The Nepalese manuscripts of the Suśrutasaṃhitā include Bhoja as one of the great, ancient authorities of Ayuveda. The recent post by Jason Birch discusses this point. In this post I would like to give some information about this figure in medical history. The remarks below are based on the research of Meulenbeld .
Date
First, this authority is nothing to do with the famous eleventh-century Paramāra king, Bhoja of Dhārā. The Bhoja of the Suśrutasaṃhitā obviously preceded the physical manuscript Kathmandu KL 699, dated 878 CE, that mentions the name. But it is likely that this Bhoja may be datable to an earlier period still, when the text of the Suśrutasaṃhitā was being compiled. Since the text was compiled over a long period and in several discrete steps, it is hard to be more precise about the date. Bhoja preceded the commentators Jejjaṭa (c. 650 – c. 750), Indu and Tīsaṭa (fl. c. 900-1000), who quote him, and Meulenbeld lists almost fifty later authors who also cite or refer to Bhoja’s work.
Work
The ancient medical author Bhoja composed a work of his own that may have been similar to the Suśrutasaṃhitā and possibly even one of its sources. Bhoja’s work is widely quoted by later authors including, especially, the learned commentators Cakrapāṇidatta (fl. c. 1075) and Ḍalhaṇa (b. 1150). It is sometimes referred to as a saṃhitā, or as a tantra and according to the Vāgbhaṭamaṇḍana it was divided into the same sthānas as the Suśrutasaṃhitā The quotations from it suggest that it was written in verse mixed with prose and may have been in the form of a dialogue between a teacher and a king (like the Suśrutasaṃhitā). The quotations also suggest that Bhoja’s text included material on śalya and śālākya as well as general Ayurvedic topics. There may have existed different versions of Bhoja’s treatise, since shorter and longer versions (bṛhad-, vṛddha-, mahā-, kṣudra-) are referred to.

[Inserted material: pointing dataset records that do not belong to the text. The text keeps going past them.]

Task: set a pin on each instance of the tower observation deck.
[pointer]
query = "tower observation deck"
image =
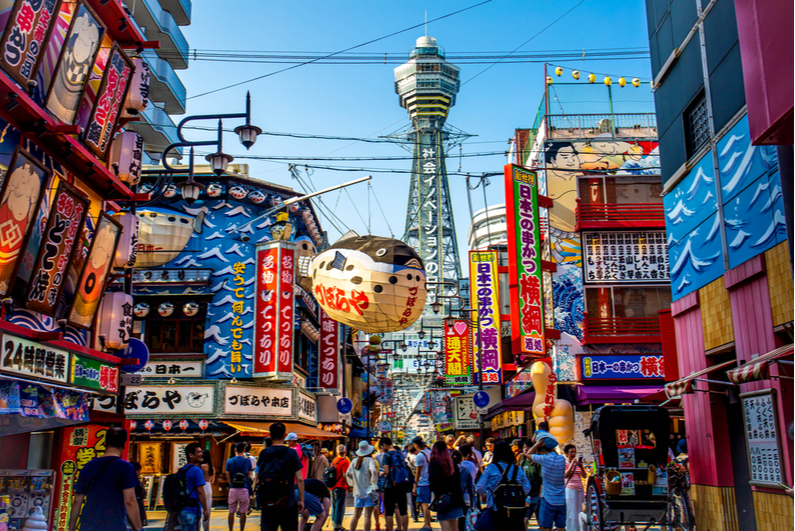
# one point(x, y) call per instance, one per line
point(427, 85)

Bhoja’s work is referred to as late as the sixteenth and seventeenth centuries by Muslim medical authors in India, for example in the Ma‘dan al-shifa’-i Sikandar-shahi and the Ganj-i bad-awurd .
Finally, the name Bhoja referring to a medical authority is also known from Buddhist sources, where however he is characterized as a specialist in toxicology and the treatment of snakebite.